Part of being an actor is being able to shake things off -- rejection (primarily), bad rehearsals, an evil auditor, the last character choice you just made -- you name it, we either have to fight through it or shake it off to deliver our best performances. Because the more we hold onto stuff that has nothing to do with the scene at hand, the more that scene veers off track. Sometimes holding onto stuff can be useful and informative, but most of the time I've found it's just dragging shit into the scene that doesn't belong there.
I had an experience the other night in life, not onstage, where I actually shook off my own emotions and it was so astoundingly eye-opening, that I can't believe I didn't think of it earlier.
I periodically get myself into an emotional place where I feel like a little girl -- I feel like crying and hiding and retreating to where someone else will take care of me. This can be caused by any number of things (as many of my friends can attest to) -- a bad day, too much rain (GAH!), hitting the subway just as my train is pulling out... I'm not picky about what upsets me. When I get in this mode, I usually end up stuck in it for a while, sometimes a minute, sometimes an hour, sometimes a day. If I get upset enough to cry, I'll come out the other side of it a little more quickly, but more dramatically, which is fine when I'm alone, but tricky when there are other people around.

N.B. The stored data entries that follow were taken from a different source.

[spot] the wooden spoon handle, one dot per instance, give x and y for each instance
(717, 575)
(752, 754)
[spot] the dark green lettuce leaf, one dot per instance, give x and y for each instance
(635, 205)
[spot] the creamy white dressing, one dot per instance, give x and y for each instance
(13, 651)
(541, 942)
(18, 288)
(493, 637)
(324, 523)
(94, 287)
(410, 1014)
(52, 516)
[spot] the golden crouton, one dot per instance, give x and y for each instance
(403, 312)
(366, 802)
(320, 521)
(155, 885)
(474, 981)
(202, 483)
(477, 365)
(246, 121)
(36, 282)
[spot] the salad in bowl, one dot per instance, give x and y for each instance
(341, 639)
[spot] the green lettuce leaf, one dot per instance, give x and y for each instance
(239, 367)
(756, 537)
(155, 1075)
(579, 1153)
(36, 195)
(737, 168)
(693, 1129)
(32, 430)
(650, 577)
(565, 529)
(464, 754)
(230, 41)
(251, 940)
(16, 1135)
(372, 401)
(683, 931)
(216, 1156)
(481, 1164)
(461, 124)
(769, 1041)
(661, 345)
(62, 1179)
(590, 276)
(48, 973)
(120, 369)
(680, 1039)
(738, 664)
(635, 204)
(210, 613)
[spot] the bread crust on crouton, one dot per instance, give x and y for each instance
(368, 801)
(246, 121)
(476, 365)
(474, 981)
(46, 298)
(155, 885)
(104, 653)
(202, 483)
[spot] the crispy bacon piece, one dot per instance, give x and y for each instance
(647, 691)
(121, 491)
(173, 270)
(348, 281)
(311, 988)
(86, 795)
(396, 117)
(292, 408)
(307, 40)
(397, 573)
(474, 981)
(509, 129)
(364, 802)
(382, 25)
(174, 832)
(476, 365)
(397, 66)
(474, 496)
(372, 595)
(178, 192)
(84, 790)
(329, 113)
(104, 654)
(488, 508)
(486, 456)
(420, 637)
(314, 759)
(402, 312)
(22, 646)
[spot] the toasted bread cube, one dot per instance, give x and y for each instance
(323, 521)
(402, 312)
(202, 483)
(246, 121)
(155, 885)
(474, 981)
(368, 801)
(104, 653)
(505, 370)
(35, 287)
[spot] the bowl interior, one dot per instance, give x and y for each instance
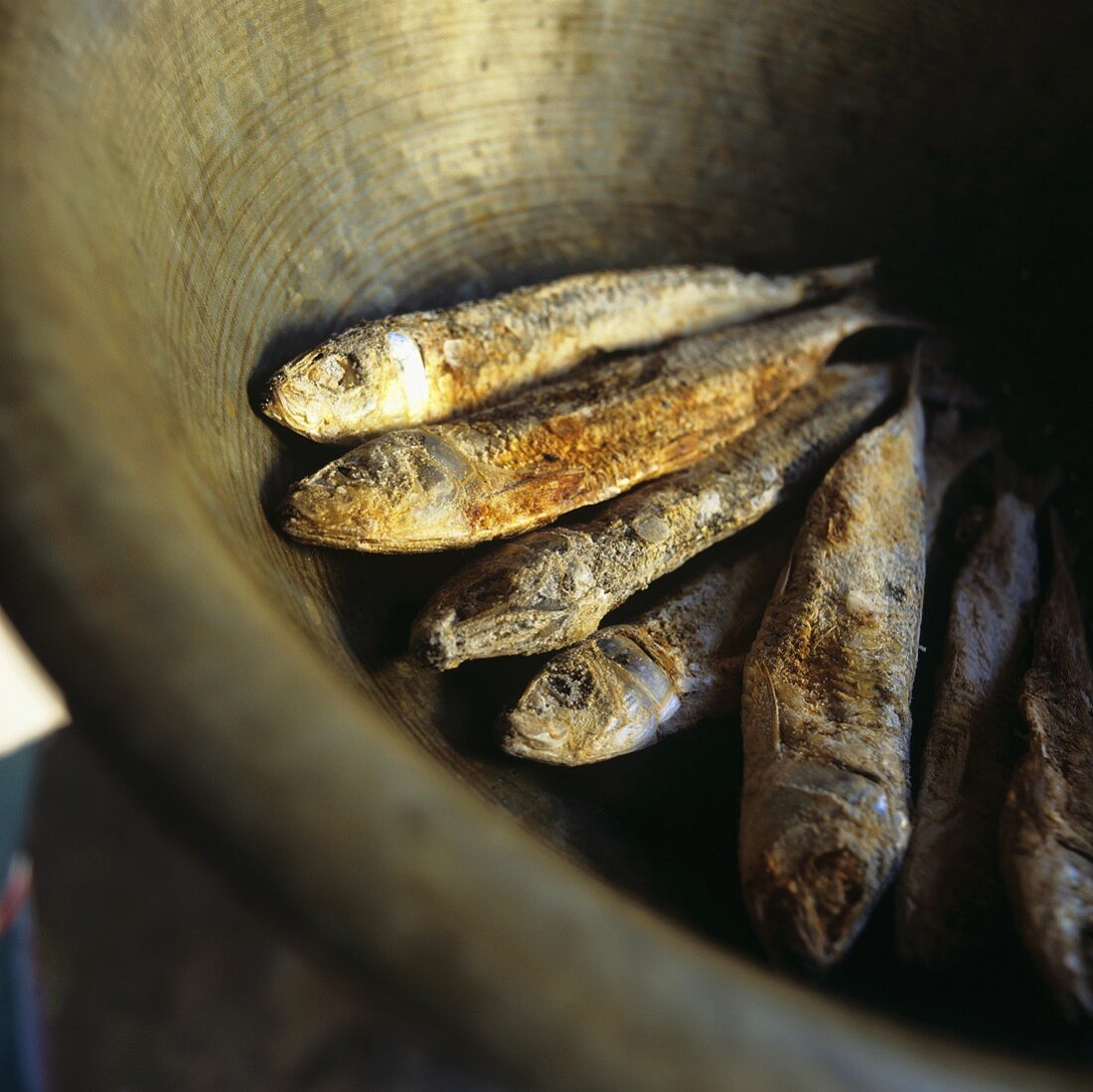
(235, 182)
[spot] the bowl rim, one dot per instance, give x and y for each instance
(561, 979)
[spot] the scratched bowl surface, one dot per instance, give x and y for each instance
(195, 192)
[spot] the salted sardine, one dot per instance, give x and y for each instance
(952, 447)
(553, 587)
(827, 702)
(429, 365)
(1047, 820)
(629, 686)
(950, 903)
(565, 445)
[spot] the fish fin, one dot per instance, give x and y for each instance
(1033, 488)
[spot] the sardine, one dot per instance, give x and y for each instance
(554, 586)
(950, 904)
(1047, 821)
(629, 686)
(569, 444)
(827, 702)
(425, 367)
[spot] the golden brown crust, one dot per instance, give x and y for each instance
(564, 445)
(426, 367)
(1047, 822)
(627, 686)
(949, 901)
(553, 587)
(826, 710)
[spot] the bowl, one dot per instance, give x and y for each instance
(195, 192)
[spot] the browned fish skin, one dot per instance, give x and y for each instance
(553, 587)
(1047, 821)
(826, 708)
(565, 445)
(629, 686)
(428, 365)
(949, 898)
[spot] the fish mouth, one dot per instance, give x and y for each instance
(319, 395)
(528, 734)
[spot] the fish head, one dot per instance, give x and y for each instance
(817, 855)
(401, 492)
(351, 386)
(599, 699)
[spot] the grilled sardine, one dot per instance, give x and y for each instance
(827, 702)
(950, 903)
(631, 685)
(1047, 821)
(565, 445)
(553, 587)
(429, 365)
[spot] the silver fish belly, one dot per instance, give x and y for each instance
(425, 367)
(1047, 822)
(950, 903)
(827, 702)
(553, 587)
(629, 686)
(565, 445)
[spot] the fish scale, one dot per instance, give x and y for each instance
(567, 444)
(426, 367)
(554, 586)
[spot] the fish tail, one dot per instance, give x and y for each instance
(866, 305)
(835, 279)
(1030, 487)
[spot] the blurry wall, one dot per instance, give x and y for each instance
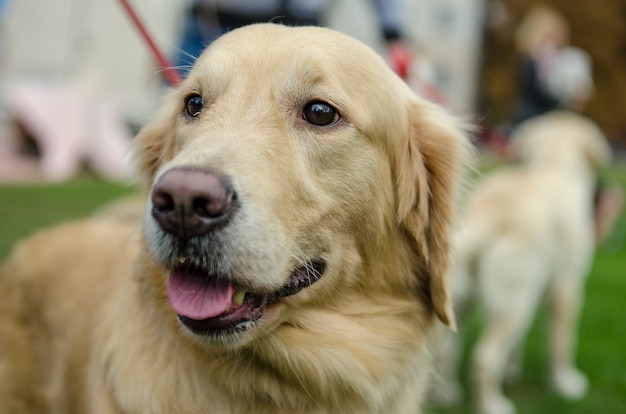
(93, 42)
(90, 42)
(448, 32)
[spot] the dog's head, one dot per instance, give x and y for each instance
(293, 170)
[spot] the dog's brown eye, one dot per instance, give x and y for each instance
(320, 113)
(194, 105)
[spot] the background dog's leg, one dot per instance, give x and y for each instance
(510, 288)
(566, 299)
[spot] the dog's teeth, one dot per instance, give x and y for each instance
(238, 297)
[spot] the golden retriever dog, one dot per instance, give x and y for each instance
(292, 257)
(528, 235)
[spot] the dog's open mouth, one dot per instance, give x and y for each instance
(206, 304)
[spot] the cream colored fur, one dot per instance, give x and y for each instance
(528, 236)
(85, 324)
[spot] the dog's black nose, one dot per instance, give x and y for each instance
(189, 201)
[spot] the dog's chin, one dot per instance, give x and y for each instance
(236, 311)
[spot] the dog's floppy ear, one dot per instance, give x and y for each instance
(155, 143)
(431, 169)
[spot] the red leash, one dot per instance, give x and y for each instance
(170, 74)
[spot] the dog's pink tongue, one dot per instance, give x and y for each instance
(198, 298)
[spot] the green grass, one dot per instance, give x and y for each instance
(602, 338)
(602, 346)
(25, 208)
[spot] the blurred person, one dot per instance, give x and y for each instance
(208, 19)
(553, 74)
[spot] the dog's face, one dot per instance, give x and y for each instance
(292, 171)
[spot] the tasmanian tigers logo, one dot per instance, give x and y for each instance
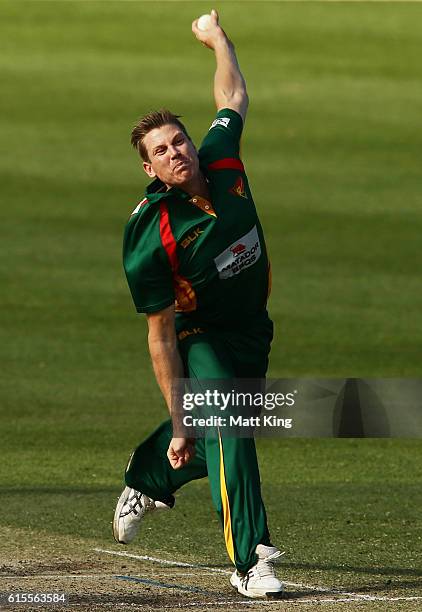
(239, 188)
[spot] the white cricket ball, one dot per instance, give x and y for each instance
(204, 22)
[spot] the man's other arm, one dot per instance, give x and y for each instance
(229, 84)
(167, 366)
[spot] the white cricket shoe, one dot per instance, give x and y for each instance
(260, 580)
(130, 510)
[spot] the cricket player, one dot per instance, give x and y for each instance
(196, 264)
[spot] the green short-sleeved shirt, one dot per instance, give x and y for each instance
(209, 258)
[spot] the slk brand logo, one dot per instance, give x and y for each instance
(240, 255)
(224, 121)
(239, 248)
(191, 237)
(239, 188)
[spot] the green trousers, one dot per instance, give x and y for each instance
(230, 463)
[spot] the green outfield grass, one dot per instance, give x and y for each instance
(332, 148)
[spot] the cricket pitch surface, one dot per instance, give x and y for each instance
(122, 578)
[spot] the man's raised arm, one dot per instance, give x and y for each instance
(168, 367)
(229, 84)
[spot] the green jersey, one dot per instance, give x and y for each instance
(207, 257)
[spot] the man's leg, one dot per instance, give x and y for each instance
(149, 469)
(231, 462)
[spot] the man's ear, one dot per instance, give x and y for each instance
(148, 169)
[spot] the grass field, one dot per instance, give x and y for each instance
(332, 148)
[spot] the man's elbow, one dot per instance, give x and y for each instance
(237, 100)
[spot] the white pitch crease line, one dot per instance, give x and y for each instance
(196, 566)
(215, 570)
(164, 561)
(294, 602)
(353, 596)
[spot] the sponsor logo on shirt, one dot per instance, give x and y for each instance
(240, 255)
(141, 203)
(191, 237)
(239, 188)
(224, 121)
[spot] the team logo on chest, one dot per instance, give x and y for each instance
(191, 237)
(239, 188)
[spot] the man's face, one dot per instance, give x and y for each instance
(173, 157)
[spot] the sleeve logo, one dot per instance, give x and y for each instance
(224, 121)
(240, 255)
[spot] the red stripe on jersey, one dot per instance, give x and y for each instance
(228, 163)
(167, 238)
(184, 292)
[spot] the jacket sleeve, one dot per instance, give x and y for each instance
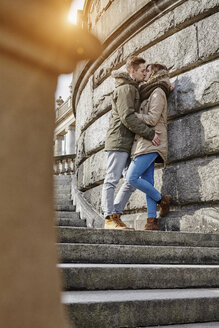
(126, 110)
(156, 107)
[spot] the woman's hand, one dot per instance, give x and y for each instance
(171, 87)
(156, 140)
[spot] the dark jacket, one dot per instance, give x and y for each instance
(124, 124)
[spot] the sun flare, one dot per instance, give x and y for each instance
(75, 6)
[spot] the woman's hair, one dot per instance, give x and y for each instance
(134, 62)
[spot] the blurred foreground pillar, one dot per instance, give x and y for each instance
(36, 45)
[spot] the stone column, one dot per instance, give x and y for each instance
(36, 45)
(70, 140)
(59, 145)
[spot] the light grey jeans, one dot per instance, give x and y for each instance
(117, 164)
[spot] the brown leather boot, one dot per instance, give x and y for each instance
(151, 224)
(165, 205)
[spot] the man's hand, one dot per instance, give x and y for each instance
(172, 87)
(156, 140)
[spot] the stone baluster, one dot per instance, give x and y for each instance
(70, 140)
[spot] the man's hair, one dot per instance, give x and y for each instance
(134, 62)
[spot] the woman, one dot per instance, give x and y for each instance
(153, 111)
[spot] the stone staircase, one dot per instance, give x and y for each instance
(115, 278)
(66, 214)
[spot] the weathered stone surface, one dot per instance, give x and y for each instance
(177, 51)
(104, 89)
(180, 15)
(149, 34)
(106, 67)
(208, 36)
(194, 135)
(191, 8)
(95, 134)
(92, 138)
(192, 91)
(84, 107)
(92, 171)
(203, 220)
(102, 23)
(126, 237)
(188, 182)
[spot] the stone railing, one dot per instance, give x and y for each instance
(64, 164)
(64, 109)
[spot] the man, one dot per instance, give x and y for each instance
(120, 136)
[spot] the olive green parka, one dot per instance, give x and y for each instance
(124, 124)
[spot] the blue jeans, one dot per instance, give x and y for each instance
(141, 176)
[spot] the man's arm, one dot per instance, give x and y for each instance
(126, 111)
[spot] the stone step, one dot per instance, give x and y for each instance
(127, 237)
(73, 222)
(137, 308)
(62, 196)
(62, 178)
(190, 325)
(138, 276)
(108, 253)
(62, 186)
(65, 206)
(64, 202)
(64, 214)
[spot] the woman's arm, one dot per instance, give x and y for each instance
(156, 107)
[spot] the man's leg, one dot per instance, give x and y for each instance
(116, 163)
(135, 172)
(124, 192)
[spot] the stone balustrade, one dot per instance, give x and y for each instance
(64, 110)
(64, 164)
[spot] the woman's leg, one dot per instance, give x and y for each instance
(148, 175)
(135, 172)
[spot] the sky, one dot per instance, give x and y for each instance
(65, 79)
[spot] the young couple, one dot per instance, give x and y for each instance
(138, 127)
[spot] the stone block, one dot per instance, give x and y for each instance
(84, 107)
(207, 30)
(200, 220)
(192, 8)
(176, 51)
(108, 65)
(95, 134)
(194, 135)
(103, 25)
(103, 90)
(190, 182)
(195, 89)
(92, 171)
(149, 34)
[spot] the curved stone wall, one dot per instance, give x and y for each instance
(184, 36)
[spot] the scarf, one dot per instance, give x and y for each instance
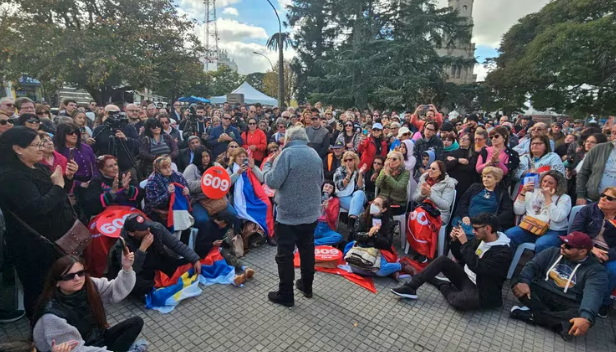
(452, 147)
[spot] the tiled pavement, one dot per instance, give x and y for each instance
(340, 317)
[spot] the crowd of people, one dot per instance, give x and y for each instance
(495, 183)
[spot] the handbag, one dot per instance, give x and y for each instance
(534, 225)
(213, 206)
(73, 242)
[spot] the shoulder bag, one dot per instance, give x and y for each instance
(73, 242)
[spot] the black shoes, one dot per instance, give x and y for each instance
(9, 316)
(276, 297)
(300, 286)
(404, 292)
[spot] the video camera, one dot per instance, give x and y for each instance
(116, 120)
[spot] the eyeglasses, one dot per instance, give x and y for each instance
(69, 277)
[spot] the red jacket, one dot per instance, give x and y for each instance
(258, 139)
(367, 149)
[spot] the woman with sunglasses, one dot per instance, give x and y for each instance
(349, 181)
(254, 140)
(547, 202)
(460, 164)
(68, 143)
(349, 137)
(499, 155)
(32, 194)
(155, 143)
(71, 309)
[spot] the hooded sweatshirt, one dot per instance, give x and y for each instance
(488, 263)
(584, 282)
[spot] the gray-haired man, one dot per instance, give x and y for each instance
(297, 175)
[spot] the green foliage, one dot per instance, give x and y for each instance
(563, 57)
(375, 53)
(101, 45)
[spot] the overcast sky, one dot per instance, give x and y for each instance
(245, 25)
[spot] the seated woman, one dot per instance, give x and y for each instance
(393, 182)
(202, 160)
(108, 188)
(325, 232)
(375, 229)
(159, 189)
(349, 183)
(548, 203)
(437, 187)
(486, 197)
(71, 308)
(223, 158)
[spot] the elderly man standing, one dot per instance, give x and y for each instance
(297, 175)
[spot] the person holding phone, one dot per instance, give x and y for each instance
(70, 309)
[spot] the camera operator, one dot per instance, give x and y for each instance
(117, 137)
(195, 125)
(132, 112)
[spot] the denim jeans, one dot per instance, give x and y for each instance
(354, 203)
(323, 235)
(518, 235)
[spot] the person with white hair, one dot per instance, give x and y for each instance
(296, 173)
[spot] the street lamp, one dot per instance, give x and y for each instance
(270, 61)
(280, 60)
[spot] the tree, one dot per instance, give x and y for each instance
(563, 57)
(101, 46)
(256, 80)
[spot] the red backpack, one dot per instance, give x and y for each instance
(422, 229)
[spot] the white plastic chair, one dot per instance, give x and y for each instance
(518, 255)
(572, 215)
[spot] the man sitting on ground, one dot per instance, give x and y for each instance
(562, 288)
(477, 285)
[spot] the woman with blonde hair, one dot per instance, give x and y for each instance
(349, 183)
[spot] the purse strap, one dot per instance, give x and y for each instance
(30, 229)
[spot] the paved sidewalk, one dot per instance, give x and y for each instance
(340, 317)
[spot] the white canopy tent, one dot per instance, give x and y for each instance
(251, 96)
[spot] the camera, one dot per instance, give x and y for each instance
(116, 120)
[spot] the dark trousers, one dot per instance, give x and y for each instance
(462, 293)
(550, 310)
(120, 337)
(289, 236)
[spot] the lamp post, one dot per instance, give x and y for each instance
(280, 60)
(270, 61)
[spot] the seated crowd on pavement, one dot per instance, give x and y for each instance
(496, 185)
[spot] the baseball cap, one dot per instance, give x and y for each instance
(577, 239)
(403, 130)
(338, 145)
(136, 222)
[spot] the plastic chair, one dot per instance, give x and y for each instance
(518, 255)
(572, 215)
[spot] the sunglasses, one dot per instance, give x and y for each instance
(71, 276)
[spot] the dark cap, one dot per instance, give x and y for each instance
(338, 145)
(577, 239)
(136, 222)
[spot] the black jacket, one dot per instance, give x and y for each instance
(383, 239)
(491, 271)
(504, 208)
(105, 145)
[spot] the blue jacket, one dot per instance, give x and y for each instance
(219, 148)
(589, 220)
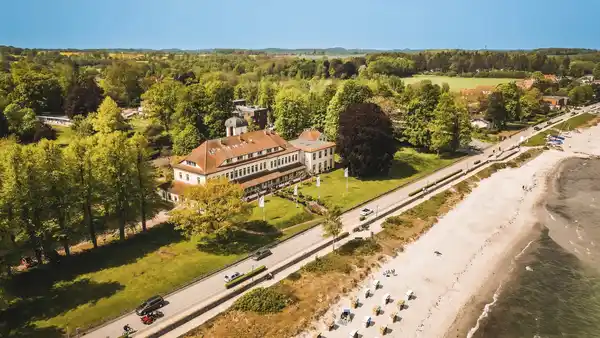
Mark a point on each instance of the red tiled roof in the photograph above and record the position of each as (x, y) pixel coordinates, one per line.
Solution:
(210, 156)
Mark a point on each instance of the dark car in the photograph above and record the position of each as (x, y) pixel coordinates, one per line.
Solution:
(260, 254)
(150, 305)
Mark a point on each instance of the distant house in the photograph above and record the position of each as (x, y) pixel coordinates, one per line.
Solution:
(257, 115)
(477, 91)
(481, 123)
(555, 102)
(55, 120)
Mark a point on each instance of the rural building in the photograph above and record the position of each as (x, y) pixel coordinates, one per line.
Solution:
(477, 91)
(555, 102)
(255, 114)
(55, 120)
(260, 161)
(480, 123)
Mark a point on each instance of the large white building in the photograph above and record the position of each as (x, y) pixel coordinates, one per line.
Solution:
(261, 161)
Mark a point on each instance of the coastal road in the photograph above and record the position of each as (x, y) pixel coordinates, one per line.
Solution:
(214, 285)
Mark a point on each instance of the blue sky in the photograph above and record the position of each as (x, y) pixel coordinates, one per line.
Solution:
(382, 24)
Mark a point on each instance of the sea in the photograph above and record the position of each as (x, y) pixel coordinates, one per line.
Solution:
(552, 288)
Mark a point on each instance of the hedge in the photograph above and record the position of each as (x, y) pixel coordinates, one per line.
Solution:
(448, 176)
(245, 277)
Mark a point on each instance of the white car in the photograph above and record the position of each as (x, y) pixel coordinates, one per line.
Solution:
(366, 212)
(232, 277)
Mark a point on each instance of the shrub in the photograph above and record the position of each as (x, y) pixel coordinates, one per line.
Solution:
(245, 277)
(263, 300)
(329, 263)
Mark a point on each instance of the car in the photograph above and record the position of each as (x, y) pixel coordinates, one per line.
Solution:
(260, 254)
(232, 276)
(366, 212)
(152, 304)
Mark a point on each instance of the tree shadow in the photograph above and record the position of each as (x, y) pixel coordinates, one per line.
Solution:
(21, 313)
(41, 280)
(32, 331)
(238, 241)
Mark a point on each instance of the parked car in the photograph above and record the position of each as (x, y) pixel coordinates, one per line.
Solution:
(232, 277)
(260, 254)
(366, 212)
(150, 305)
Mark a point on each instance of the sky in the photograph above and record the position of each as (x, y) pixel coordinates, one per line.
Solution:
(254, 24)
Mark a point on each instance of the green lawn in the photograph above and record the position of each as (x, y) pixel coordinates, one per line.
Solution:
(280, 212)
(408, 166)
(64, 135)
(101, 284)
(457, 83)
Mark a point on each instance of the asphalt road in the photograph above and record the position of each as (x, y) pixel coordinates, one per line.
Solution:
(214, 285)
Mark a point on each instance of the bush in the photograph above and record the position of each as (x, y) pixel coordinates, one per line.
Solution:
(263, 300)
(245, 277)
(329, 263)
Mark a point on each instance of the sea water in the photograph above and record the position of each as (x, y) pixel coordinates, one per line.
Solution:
(554, 285)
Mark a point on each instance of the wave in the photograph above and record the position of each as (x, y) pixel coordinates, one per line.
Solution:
(488, 307)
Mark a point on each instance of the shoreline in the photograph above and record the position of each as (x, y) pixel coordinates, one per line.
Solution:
(474, 313)
(480, 239)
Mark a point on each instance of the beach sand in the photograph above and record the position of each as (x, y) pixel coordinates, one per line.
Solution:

Anyway, the particular day in question, I was beating myself up about mistakes I've made in the past, and got stuck in the mode (near someone else who I wasn't sure would completely understand). And I got up, walked around, shook out my body and pretended like that was just a scene I was rehearsing that didn't go the way I wanted it to.
And it was amazing! The feelings didn't go away completely -- I mean, I wasn't acting them in the first place, I was living them. But I actually shook myself out of the mode, which freed me up to look at the situation on its own merits.
It doesn't sound like much, but if you know me (and you know the mode), you know how much of a triumph this was.